So much for one secret tear in the tunnel. Levy felt them streaking down her cheeks; dropping one, two, three quiet thuds onto the stone beneath.
"Princesses, in!" Cana yelled.
The command forced her back to reality. Clutching the wand tightly, she scrambled into the carriage after Lucy, followed by Erza and Cana herself. With the added weight of four extra people, the carriage listed forward, yearning to be set loose down the slope.
Gajeel's voice soared over the castle. "So I'll raise my voice, as our story ends…"
"Dragon Slayers, in!" Cana's shout came from far closer to home.
Natsu let go first and clambered in, followed by Laxus. The Dragon Slayers had to go next; with their motion sickness, they wouldn't stand a chance unless they were safely inside the carriage when it started moving. Still, that left only Juvia, Gray, and Jellal holding back a carriage filled with people, arms straining beyond their limit.
"To wish you all the best…"
"On three," Gray ground out, and the other two didn't have the spare energy to nod.
"As you carry on life's quest…"
"One, two-"
"And I'll always be your friend!"
"Three!"
They let go. Jellal sprung forward like an uncoiling panther, reaching the open door, whereupon Laxus hauled him inside. Similarly, Gray leapt and managed to get both arms wrapped around the decorative metal ivy at the back of the carriage. Juvia stepped forward as the carriage began to roll… and then paused.
"JUVIA!" Gray screamed, detaching one hand and reaching for her as gravity wrenched the carriage away.
Juvia shook her head slowly, taking a step back.
The gentle reprise of Gajeel's chorus drifted down to them: "I wish you all the best, as you carry on life's quest… and I'll always be your friend."
Then the roar of acceleration overtook them, and Gajeel's last and greatest performance was over.

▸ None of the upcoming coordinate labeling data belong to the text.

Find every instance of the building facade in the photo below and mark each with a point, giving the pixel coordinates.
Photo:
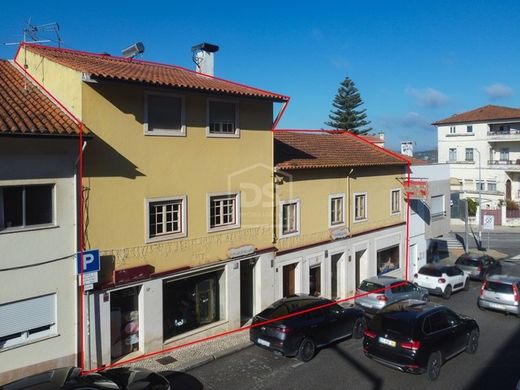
(340, 213)
(482, 147)
(178, 198)
(38, 230)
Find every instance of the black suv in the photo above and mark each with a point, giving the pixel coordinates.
(315, 322)
(418, 337)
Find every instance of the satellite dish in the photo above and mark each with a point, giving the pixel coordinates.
(133, 50)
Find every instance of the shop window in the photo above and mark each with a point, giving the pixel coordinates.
(190, 303)
(387, 259)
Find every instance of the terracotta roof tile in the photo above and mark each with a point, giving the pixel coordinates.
(486, 113)
(25, 110)
(102, 66)
(295, 150)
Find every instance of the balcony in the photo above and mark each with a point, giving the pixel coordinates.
(507, 165)
(504, 135)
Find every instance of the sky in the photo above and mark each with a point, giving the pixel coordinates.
(413, 62)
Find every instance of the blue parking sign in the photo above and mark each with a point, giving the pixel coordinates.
(91, 261)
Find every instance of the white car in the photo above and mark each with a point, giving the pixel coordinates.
(442, 279)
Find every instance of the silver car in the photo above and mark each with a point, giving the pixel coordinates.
(375, 293)
(502, 293)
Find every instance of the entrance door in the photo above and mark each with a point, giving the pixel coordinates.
(124, 321)
(246, 290)
(334, 275)
(289, 274)
(361, 267)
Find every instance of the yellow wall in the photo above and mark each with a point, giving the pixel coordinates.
(313, 187)
(124, 167)
(63, 83)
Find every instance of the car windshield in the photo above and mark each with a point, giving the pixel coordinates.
(501, 288)
(370, 286)
(429, 271)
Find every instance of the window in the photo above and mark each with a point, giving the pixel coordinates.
(224, 211)
(387, 259)
(26, 206)
(360, 207)
(469, 154)
(396, 201)
(437, 206)
(290, 218)
(190, 303)
(452, 154)
(164, 115)
(166, 218)
(222, 118)
(504, 154)
(336, 210)
(24, 321)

"No!" Lucy shrieked, fighting her way through the mass of bodies in the carriage, trying to reach the door. "Juvia- we can't leave her-"
Laxus seized her by the collar and pulled her back inside. "She made her choice," he snapped. "We have to go!"
Not that they could have done otherwise. They half-fell, half-slid in gravity's greedy embrace, racing down the slope faster than the wheels could turn. Every loose stone they struck pitched them into the air – and it felt like the whole cliff face was made of loose stones. The Dragon Slayers weren't the only ones groaning, as they clung to each other and to the carriage for dear life. If not for the riotous applause following the end of Gajeel's performance, there was no way the enemies wouldn't have heard their screams.
Gajeel.
"I should have stayed with him," Levy sobbed. "I should have-"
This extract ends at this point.